Exportações brasileiras para a China caem 10,9% em agosto
Vendas do Brasil para a China recuaram 10,9% em agosto, puxadas pela queda no volume embarcado, apesar da alta de preços.
As exportações do Brasil para a China recuaram 10,9% em agosto, em relação ao mesmo mês de 2025. A queda ocorreu mesmo com alta de preços, porque o volume embarcado caiu com força. O dado pesa para o agro, já que a China segue como principal destino de boa parte das commodities brasileiras.
O que aconteceu
As vendas brasileiras para o mercado chinês somaram US$ 8,34 bilhões em agosto, segundo os dados consolidados da balança comercial divulgados pelo governo e repercutidos pela imprensa econômica. O resultado veio abaixo do registrado um ano antes, em movimento puxado por menor quantidade exportada.
O principal destaque negativo foi a carne bovina. As exportações do produto para a China despencaram 89,6%, de US$ 887 milhões em agosto de 2025 para US$ 92 milhões no mês passado. A retração tirou quase US$ 795 milhões da pauta, em um mercado que normalmente sustenta parte relevante da demanda externa do setor.
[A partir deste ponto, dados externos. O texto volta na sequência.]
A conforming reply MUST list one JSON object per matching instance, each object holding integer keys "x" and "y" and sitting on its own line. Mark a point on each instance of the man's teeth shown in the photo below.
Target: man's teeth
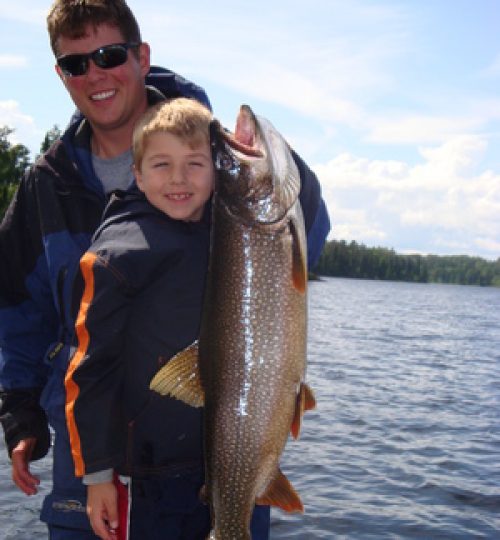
{"x": 103, "y": 95}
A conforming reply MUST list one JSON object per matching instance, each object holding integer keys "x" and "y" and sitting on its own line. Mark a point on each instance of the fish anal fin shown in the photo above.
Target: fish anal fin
{"x": 180, "y": 378}
{"x": 280, "y": 493}
{"x": 305, "y": 402}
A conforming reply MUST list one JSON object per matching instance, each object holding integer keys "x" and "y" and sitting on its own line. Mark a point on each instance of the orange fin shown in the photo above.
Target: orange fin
{"x": 299, "y": 261}
{"x": 305, "y": 402}
{"x": 180, "y": 378}
{"x": 281, "y": 493}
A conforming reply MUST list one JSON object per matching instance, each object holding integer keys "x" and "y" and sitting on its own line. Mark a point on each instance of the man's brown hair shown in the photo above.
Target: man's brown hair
{"x": 72, "y": 18}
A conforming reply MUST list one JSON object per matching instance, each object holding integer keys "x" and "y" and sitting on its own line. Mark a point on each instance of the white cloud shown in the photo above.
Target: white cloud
{"x": 12, "y": 61}
{"x": 29, "y": 12}
{"x": 444, "y": 196}
{"x": 25, "y": 130}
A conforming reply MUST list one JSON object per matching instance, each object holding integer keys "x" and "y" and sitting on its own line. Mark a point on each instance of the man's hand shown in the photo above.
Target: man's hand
{"x": 102, "y": 509}
{"x": 21, "y": 474}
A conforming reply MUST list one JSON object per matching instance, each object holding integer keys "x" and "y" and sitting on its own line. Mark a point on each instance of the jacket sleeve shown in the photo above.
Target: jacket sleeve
{"x": 316, "y": 218}
{"x": 94, "y": 378}
{"x": 28, "y": 321}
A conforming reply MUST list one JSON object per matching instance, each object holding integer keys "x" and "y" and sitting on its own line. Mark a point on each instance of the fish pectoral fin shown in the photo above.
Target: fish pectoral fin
{"x": 180, "y": 378}
{"x": 281, "y": 493}
{"x": 299, "y": 260}
{"x": 305, "y": 402}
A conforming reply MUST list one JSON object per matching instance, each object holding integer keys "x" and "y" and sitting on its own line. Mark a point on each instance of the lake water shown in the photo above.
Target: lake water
{"x": 405, "y": 441}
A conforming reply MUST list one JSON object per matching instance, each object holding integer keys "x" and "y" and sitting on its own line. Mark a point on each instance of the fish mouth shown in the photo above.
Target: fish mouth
{"x": 244, "y": 149}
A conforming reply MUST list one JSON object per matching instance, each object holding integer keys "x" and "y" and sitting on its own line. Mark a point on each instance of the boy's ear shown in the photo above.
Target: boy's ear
{"x": 138, "y": 177}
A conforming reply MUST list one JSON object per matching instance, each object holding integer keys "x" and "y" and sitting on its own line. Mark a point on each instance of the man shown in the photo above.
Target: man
{"x": 105, "y": 66}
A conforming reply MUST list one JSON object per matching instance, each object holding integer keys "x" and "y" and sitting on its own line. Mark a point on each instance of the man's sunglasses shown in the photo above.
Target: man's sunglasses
{"x": 107, "y": 57}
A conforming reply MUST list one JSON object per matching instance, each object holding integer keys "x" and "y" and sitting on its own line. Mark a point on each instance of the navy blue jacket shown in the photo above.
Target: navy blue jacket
{"x": 47, "y": 228}
{"x": 142, "y": 284}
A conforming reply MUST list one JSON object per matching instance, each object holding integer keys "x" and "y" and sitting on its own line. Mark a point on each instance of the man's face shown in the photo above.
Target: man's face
{"x": 111, "y": 99}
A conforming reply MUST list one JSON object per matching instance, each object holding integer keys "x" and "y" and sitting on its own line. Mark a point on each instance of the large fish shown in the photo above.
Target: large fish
{"x": 252, "y": 343}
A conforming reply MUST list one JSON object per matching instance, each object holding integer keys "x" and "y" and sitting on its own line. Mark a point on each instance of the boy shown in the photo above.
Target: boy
{"x": 143, "y": 288}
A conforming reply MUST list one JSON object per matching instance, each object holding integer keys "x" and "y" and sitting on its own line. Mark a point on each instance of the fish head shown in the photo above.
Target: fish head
{"x": 257, "y": 178}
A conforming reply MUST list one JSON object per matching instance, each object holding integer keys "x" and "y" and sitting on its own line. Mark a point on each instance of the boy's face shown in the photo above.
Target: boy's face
{"x": 176, "y": 179}
{"x": 114, "y": 98}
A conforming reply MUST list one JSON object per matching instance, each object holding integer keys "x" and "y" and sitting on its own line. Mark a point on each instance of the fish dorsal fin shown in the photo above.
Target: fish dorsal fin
{"x": 281, "y": 493}
{"x": 305, "y": 402}
{"x": 180, "y": 378}
{"x": 299, "y": 258}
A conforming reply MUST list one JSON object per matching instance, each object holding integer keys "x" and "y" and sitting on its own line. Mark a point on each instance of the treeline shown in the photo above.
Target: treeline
{"x": 339, "y": 258}
{"x": 342, "y": 259}
{"x": 14, "y": 160}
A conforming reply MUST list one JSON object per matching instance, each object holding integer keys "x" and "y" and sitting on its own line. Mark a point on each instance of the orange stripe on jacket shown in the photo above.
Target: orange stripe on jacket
{"x": 72, "y": 389}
Mesmo com preços médios 8,3% maiores, o volume total embarcado para a China caiu 19,2%. Isso mostra que o problema não foi só de preço, mas de quantidade vendida ao país asiático.
Por que importa para o agro
A China concentra uma fatia decisiva das exportações brasileiras de soja, carne bovina, celulose e minério. Quando o ritmo de compra desacelera, o impacto aparece rápido na formação de preço, no fluxo de embarques e na margem do produtor, especialmente nos segmentos mais expostos ao comércio externo.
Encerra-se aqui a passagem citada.